The basic physics of greenhouse gases still leaves no doubt that rising carbon emissions will push global temperatures up this century, and dangerously so.
But the recent slower warming trend and the influence of natural variability present an extra headache for politicians trying to agree on climate targets for the next two decades, which already fall pitifully short of solving the problem.
The Hadley Center downgraded its warming forecast over the next five years by 0.1 degree Celsius. It forecast global average temperatures would be 0.43 degrees higher than in the 1971-2000 period, compared with its previous forecast of 0.54 degrees.
The move followed a fine-tuning of the institute’s models to better match ocean and atmospheric physics.
As well as the new forecast for the next five years, Stephen Belcher, head of the Hadley Center, reported a “somewhat slower upward trend in the last 10 years.”
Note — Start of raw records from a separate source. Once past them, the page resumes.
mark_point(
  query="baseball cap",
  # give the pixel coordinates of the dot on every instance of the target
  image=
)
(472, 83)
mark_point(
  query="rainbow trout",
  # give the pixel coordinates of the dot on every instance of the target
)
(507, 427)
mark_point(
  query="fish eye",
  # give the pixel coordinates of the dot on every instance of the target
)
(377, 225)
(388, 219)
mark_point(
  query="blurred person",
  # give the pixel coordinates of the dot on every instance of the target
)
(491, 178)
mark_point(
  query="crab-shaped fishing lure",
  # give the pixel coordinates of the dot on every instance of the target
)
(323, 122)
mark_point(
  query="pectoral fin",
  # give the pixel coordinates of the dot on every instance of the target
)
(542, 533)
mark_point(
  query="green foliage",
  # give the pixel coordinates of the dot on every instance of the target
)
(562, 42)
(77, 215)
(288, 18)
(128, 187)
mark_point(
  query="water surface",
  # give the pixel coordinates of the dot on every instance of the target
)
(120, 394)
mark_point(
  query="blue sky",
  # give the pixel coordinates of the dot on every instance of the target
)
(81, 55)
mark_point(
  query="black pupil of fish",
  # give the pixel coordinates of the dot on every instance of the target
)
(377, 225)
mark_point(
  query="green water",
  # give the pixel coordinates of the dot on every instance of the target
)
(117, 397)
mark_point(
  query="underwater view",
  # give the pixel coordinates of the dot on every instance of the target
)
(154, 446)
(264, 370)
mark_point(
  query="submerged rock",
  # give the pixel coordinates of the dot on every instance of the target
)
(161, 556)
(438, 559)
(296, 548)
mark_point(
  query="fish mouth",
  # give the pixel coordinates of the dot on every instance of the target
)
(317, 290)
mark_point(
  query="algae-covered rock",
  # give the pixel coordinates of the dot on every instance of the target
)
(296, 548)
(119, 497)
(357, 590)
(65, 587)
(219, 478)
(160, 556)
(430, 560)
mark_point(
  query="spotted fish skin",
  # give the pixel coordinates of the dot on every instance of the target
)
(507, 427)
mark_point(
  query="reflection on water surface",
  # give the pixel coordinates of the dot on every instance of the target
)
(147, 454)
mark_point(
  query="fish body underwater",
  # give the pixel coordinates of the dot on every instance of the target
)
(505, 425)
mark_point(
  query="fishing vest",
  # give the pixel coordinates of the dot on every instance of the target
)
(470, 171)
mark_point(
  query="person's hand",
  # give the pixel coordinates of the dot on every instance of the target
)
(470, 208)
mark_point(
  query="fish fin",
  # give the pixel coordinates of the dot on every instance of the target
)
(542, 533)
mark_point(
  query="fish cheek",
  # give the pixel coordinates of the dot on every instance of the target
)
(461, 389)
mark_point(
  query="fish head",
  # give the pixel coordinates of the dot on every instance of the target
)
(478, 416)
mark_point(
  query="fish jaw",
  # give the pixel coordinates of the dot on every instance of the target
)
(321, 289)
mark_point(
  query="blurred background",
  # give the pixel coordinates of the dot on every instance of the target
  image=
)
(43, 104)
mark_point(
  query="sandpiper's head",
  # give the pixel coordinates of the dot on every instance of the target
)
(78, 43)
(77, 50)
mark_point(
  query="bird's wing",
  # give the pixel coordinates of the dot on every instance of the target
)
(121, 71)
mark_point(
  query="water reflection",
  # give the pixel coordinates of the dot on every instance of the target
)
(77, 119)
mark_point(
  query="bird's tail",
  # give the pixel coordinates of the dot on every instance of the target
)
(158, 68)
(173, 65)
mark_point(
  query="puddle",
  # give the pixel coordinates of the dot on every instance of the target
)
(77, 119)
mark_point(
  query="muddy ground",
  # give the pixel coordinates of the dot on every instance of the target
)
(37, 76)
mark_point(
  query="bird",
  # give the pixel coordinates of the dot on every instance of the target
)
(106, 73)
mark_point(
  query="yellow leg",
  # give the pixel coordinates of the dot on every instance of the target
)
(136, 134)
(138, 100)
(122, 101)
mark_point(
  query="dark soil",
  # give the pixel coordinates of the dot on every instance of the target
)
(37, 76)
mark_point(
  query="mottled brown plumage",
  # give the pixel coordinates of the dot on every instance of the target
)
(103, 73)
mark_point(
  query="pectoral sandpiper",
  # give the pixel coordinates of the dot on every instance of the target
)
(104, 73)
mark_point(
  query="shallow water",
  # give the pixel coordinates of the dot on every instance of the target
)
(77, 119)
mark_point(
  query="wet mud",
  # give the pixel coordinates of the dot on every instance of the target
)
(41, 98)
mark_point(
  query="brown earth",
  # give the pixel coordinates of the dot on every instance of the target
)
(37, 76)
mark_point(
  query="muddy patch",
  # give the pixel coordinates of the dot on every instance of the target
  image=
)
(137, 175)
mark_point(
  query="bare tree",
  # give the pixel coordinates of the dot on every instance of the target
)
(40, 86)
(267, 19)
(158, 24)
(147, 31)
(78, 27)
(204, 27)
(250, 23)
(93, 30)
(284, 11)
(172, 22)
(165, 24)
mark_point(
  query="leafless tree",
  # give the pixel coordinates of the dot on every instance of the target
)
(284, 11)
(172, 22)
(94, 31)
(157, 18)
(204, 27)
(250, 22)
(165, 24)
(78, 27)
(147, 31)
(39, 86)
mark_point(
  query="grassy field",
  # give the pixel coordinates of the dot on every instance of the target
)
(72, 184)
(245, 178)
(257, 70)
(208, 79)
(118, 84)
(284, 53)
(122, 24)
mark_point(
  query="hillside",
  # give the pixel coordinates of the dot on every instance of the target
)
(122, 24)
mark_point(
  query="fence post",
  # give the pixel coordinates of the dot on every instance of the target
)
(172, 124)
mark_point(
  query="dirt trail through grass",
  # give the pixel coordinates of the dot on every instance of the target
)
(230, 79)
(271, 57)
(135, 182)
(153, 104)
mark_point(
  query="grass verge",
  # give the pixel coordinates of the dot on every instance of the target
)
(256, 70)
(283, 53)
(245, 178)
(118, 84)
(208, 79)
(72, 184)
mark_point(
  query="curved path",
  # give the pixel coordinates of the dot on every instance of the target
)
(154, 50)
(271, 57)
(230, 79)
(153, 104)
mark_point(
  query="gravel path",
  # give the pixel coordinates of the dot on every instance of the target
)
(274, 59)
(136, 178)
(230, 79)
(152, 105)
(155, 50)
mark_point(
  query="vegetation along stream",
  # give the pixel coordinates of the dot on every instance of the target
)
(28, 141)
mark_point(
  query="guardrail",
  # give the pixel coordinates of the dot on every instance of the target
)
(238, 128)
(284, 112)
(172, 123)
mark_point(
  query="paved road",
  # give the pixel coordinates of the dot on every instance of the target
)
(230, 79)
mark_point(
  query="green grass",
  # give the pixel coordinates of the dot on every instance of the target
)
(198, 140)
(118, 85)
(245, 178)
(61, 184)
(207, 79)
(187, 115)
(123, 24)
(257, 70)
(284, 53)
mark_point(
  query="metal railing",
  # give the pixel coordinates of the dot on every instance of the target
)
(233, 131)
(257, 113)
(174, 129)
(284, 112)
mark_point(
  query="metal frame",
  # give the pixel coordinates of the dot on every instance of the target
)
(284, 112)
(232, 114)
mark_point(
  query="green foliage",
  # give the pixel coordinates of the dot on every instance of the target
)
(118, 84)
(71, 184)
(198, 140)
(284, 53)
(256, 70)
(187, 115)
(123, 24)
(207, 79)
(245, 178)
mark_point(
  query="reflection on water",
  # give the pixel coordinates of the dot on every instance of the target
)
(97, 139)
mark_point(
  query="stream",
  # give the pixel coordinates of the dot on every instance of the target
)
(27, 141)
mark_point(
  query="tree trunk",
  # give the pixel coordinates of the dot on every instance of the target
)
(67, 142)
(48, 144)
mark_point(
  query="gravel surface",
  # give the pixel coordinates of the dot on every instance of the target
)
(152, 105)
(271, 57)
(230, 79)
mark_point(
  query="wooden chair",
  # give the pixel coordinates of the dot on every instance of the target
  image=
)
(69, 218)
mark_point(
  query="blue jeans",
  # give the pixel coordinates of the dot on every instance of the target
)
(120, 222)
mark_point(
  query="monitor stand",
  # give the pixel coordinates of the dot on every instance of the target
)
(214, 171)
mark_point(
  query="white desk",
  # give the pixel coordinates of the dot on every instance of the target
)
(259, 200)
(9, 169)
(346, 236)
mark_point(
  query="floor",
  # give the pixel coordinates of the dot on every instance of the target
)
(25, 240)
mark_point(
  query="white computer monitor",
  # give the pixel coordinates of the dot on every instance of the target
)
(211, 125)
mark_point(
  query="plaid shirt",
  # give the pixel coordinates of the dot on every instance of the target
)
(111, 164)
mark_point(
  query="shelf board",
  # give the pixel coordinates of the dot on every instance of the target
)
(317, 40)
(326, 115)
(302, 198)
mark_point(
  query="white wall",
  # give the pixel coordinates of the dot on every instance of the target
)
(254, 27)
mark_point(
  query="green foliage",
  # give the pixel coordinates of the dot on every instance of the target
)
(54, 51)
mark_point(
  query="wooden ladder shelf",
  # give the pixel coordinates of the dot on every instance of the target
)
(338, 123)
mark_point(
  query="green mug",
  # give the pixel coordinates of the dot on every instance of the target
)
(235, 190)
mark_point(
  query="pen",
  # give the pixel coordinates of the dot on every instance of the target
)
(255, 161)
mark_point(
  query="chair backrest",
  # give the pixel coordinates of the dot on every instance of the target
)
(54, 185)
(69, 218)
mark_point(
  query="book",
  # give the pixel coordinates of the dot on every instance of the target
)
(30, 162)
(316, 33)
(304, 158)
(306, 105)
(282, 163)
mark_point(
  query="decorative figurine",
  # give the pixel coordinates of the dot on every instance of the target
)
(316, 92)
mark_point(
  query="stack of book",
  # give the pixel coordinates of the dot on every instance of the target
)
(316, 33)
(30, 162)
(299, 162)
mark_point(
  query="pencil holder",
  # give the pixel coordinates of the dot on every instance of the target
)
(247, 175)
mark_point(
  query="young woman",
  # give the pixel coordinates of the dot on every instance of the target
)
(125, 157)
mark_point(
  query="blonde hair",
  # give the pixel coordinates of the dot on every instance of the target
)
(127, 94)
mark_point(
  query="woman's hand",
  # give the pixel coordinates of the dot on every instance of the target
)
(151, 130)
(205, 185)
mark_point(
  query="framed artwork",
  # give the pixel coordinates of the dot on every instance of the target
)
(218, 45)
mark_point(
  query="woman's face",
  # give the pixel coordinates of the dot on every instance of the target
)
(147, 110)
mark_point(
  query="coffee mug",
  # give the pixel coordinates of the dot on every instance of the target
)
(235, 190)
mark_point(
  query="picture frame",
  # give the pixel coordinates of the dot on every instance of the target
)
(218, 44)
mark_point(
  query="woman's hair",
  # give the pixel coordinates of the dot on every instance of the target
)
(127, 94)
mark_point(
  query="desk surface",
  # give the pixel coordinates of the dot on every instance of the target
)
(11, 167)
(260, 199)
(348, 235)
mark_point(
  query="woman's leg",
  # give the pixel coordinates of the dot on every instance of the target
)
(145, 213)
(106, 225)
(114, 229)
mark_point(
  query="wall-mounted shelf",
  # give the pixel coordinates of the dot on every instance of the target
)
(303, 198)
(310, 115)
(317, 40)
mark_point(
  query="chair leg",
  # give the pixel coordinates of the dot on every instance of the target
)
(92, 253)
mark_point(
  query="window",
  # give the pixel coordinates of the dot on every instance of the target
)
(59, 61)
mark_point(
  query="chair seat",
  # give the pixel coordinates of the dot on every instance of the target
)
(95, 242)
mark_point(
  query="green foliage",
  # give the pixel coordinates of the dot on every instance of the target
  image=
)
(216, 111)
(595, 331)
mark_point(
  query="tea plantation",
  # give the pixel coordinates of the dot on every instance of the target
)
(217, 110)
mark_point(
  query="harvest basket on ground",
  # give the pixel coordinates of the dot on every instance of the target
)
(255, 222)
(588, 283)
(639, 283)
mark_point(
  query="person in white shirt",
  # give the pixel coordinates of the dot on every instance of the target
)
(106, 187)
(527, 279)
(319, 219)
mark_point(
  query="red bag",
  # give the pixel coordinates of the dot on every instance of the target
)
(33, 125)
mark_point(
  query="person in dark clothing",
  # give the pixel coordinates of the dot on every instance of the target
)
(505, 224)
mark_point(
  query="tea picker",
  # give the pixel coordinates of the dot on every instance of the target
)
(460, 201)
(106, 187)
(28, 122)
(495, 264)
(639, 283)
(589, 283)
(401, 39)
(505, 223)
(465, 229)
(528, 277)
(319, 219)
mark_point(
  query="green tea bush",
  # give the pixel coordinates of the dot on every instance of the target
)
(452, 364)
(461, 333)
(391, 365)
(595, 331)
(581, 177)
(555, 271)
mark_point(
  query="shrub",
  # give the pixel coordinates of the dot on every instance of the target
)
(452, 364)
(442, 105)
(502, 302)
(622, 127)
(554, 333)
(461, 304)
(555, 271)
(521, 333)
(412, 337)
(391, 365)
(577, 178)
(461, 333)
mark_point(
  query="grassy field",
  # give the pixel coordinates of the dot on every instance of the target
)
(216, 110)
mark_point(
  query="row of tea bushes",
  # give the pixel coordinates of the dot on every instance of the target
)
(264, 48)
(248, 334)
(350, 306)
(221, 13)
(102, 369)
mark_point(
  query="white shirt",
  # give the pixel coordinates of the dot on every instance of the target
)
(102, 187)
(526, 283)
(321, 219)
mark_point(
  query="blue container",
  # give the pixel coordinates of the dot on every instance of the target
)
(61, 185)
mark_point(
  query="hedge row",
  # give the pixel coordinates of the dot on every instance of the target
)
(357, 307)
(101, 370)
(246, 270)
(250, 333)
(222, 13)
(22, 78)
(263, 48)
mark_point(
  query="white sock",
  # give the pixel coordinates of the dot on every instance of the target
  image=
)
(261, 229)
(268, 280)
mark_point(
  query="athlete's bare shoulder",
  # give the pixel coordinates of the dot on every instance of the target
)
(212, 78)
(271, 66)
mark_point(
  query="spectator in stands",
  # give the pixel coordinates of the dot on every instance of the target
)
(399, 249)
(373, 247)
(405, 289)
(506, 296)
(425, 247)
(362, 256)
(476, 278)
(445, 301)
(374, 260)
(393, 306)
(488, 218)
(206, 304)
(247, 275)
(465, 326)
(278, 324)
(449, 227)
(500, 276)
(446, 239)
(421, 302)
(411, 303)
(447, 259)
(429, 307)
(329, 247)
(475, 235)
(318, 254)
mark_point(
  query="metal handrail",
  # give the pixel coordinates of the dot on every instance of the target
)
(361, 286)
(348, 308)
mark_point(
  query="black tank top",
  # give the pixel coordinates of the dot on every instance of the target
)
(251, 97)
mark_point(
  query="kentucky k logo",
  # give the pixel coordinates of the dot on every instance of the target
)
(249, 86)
He pointed to slower rises in sea surface temperatures.
Charts from the US National Oceanic and Atmospheric Administration (NOAA) illustrate how sea surface temperatures have lagged rises on land. (See Chart 1)
NOAA’s “State of the Climate Report,” published last July in the Bulletin of the American Meteorological Society, showed how the heat content of the top 2,300 feet of the ocean was rising more slowly than previously.
“Ocean heat content anomalies reached a new high in 2011, but they have been increasing more slowly since around 2003 than they did in the previous decade,” the NOAA report found.
The Hadley Center recently pointed to a cooling in the east Pacific Ocean, which it expected to continue.
“Were this cold phase to continue as forecast, this would act to moderate global warming in the next few years, as it has over the last decade,” Slingo said.
Emissions have risen steadily by 2 to 3 percent a year over the past five decades, and the atmospheric concentration of carbon dioxide is rising in an almost perfectly straight line.
In a 2011 paper, Germany’s Potsdam Institute for Climate Impact Research removed natural influences — the El Nino, changes in solar cycles and volcanic eruptions — to show that temperatures had otherwise risen steadily over the past three decades.
Volcanoes spew small particles called aerosols into the atmosphere which reflect sunlight and heat back into space.
The solar cycle may also help explain a recent fall in the Earth’s surplus heat, US climate scientist James Hansen and co-authors reported in a 2011 paper, “Earth’s energy imbalance and implications.”
Greenhouse gases create a temporary, planetary energy imbalance by absorbing light at infra-red wavelengths, causing the atmosphere to radiate less heat into space and forcing the planet to warm up until it is once more in balance with the energy it gets from the sun.
But the solar cycle was in decline from around 2002-2009, cutting the energy reaching the Earth’s surface.
“The longevity of the recent protracted solar minimum, at least two years longer than prior minima of the satellite era, makes that solar minimum potentially a potent force for cooling,” Hansen and his co-authors said.
Another possible reason for slower warming involves an unexplained change in the rate at which oceans are soaking up the planet’s excess heat.
The sea has a tremendous ability to absorb heat: the top two meters of ocean water contain about as much heat as the entire column of atmosphere above them, according to NOAA.
Whatever the explanation, the Hadley Center is right to be transparent about the recent trend and outlook.
Its forecast of a slowing warming trend may appear to buy governments more time, but that is not at all the case. The trend results from temporary natural factors, and temperatures will rebound when their effects disappear.
The challenge for policymakers is to communicate that with the public and somehow pluck up courage to move ahead with climate negotiations and national efforts to cut emissions.
— The author is a Reuters market analyst. The views expressed are his own.